Riga (AFP) – A senior US Treasury official met Wednesday in Latvia with Prime Minister Maris Kucinskis to discuss the Baltic eurozone member’s bid to reform its banking sector after money laundering allegations felled a top lender.
“We stand with the (Latvian) government as it is moving to clean up a very difficult situation that has been accreted over several decades — poor policies, lax oversight and weak enforcement,” US assistant secretary for terrorist financing Marshall Billingslea said in an interview ahead of his visit.
“The government is coping with a banking sector that was specifically designed to attract non-resident deposits and offshore accounts, and that has led to the situation Latvia finds itself in, which is that it has a banking sector that remains one of the most vulnerable in Europe,” he told public broadcaster LSM.
Shareholders decided to liquidate the country’s third largest bank, ABLV, in February after the European Central Bank froze its payments.
The ECB’s move came after Washington accused ABLV of money laundering with connections to North Korea’s nuclear weapons development programme.
Kucinskis told reporters Wednesday that Latvia is consulting the United States on the liquidation, adding that the measures “will be agreed upon by US authorities”.
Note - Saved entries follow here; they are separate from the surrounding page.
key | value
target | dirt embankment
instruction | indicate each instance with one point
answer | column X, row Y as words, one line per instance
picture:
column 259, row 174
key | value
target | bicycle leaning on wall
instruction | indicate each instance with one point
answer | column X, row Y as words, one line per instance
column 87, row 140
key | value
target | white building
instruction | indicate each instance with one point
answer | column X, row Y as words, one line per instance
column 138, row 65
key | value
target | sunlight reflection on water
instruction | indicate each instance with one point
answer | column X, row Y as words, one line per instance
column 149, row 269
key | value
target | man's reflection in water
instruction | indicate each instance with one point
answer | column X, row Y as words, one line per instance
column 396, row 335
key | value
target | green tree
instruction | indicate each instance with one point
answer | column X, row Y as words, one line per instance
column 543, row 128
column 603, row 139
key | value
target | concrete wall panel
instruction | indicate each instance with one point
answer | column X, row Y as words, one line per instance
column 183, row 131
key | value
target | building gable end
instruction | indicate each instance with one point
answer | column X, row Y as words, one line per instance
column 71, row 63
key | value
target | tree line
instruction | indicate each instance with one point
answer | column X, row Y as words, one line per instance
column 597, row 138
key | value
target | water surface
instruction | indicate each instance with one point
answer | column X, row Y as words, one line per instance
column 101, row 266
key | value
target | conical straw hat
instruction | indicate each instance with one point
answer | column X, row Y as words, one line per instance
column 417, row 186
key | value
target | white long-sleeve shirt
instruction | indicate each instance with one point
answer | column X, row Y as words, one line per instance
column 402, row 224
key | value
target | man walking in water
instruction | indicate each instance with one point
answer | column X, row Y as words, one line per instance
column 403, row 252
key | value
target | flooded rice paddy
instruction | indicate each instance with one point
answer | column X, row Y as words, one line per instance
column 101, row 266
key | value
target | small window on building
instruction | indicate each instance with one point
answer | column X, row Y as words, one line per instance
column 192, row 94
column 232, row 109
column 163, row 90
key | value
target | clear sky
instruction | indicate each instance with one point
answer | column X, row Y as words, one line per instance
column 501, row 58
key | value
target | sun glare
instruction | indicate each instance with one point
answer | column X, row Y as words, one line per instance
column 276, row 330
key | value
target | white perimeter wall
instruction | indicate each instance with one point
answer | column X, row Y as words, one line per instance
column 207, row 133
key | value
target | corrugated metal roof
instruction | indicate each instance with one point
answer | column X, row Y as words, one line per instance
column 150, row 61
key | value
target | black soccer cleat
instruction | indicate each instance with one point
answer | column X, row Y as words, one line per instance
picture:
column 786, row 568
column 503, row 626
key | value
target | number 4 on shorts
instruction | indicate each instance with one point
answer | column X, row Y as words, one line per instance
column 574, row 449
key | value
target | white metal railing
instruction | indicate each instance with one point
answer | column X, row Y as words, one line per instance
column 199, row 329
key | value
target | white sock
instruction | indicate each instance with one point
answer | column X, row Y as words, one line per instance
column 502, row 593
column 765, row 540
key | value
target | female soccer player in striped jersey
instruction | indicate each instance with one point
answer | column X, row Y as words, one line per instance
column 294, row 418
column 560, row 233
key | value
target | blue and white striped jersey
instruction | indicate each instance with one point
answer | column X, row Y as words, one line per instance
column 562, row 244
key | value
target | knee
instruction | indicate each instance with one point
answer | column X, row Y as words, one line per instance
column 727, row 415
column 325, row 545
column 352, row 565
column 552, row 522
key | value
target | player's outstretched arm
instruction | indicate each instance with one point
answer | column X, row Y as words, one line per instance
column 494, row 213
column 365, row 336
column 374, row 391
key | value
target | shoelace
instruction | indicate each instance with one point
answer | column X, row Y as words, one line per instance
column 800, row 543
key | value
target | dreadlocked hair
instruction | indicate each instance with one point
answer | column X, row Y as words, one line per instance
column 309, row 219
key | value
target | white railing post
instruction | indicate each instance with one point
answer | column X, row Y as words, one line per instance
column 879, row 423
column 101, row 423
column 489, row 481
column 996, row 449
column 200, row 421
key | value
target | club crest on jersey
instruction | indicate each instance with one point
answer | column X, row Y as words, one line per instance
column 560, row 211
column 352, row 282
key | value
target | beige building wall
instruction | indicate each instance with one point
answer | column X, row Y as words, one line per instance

Latvian Finance Minister Dana Reizniece-Ozola added that “the US government wants to ensure that money still held by ABLV is not dirty. We have to take care that this money does not pass back into criminal hands.”
Other Latvian banks are now facing increased scrutiny from authorities as well.
The banking sector has also been hit by bribery allegations against longtime central bank chief Ilmars Rimsevics by anti-corruption authorities. He denies the claims.
Rimsevics has refused to resign, but has been barred from carrying out his duties at both the Bank of Latvia and the board of the ECB.